FP8 is a highly efficient 8-bit floating point format that significantly reduces memory usage while maintaining model quality. This approach provides excellent performance for inference workloads on modern GPUs.

Please install SGLang first. Then initialize fast inference with FP8 precision:

MODEL_PATH=model/MiroThinker-v1.5-30B

python3 -m sglang.launch_server \
    --model-path $MODEL_PATH \
    --mem-fraction-static 0.9 \
    --quantization fp8 \
    --tp 1 \
    --dp 1 \
    --host 0.0.0.0 \
    --port 61005 \
    --trust-remote-code

It will start an openai compatible server with BASE_URL=http://0.0.0.0:61005/v1.

Option 2: llama.cpp (Quantized)

For memory-efficient inference, download the pre-quantized GGUF version from the community:

Note: Thanks to the community for providing quantized versions: mradermacher

# Download Q4_K_M quantized model (recommended balance)
wget https://huggingface.co/mradermacher/MiroThinker-v1.5-30B-GGUF/resolve/main/MiroThinker-v1.5-30B.Q4_K_M.gguf

Follow the official llama.cpp installation guide to set up the environment.

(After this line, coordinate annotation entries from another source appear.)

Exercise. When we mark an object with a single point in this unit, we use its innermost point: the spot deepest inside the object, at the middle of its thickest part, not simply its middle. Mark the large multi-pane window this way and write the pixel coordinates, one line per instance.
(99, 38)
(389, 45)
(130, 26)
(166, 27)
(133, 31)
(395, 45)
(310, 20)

After that:

# Set up model path
MODEL_PATH=model/MiroThinker-v1.5-30B.Q4_K_M.gguf

# Start the server
llama-server -m $MODEL_PATH \
    --port 61005 \
    -ngl 99 \
    -v

This will start an OpenAI-compatible server at http://0.0.0.0:61005/v1.

Other Options

You can also leverage other frameworks for model serving like Ollama, vLLM, and Text Generation Inference (TGI) for different deployment scenarios.

🚀 Quick Start Guide

1. Environment Setup

Get your API keys:

  • Serper: 2,500 free search credits for new accounts (required for web search)
  • E2B: Free tier available (required for Python code execution)
  • Jina: Free tier available (required for web scraping)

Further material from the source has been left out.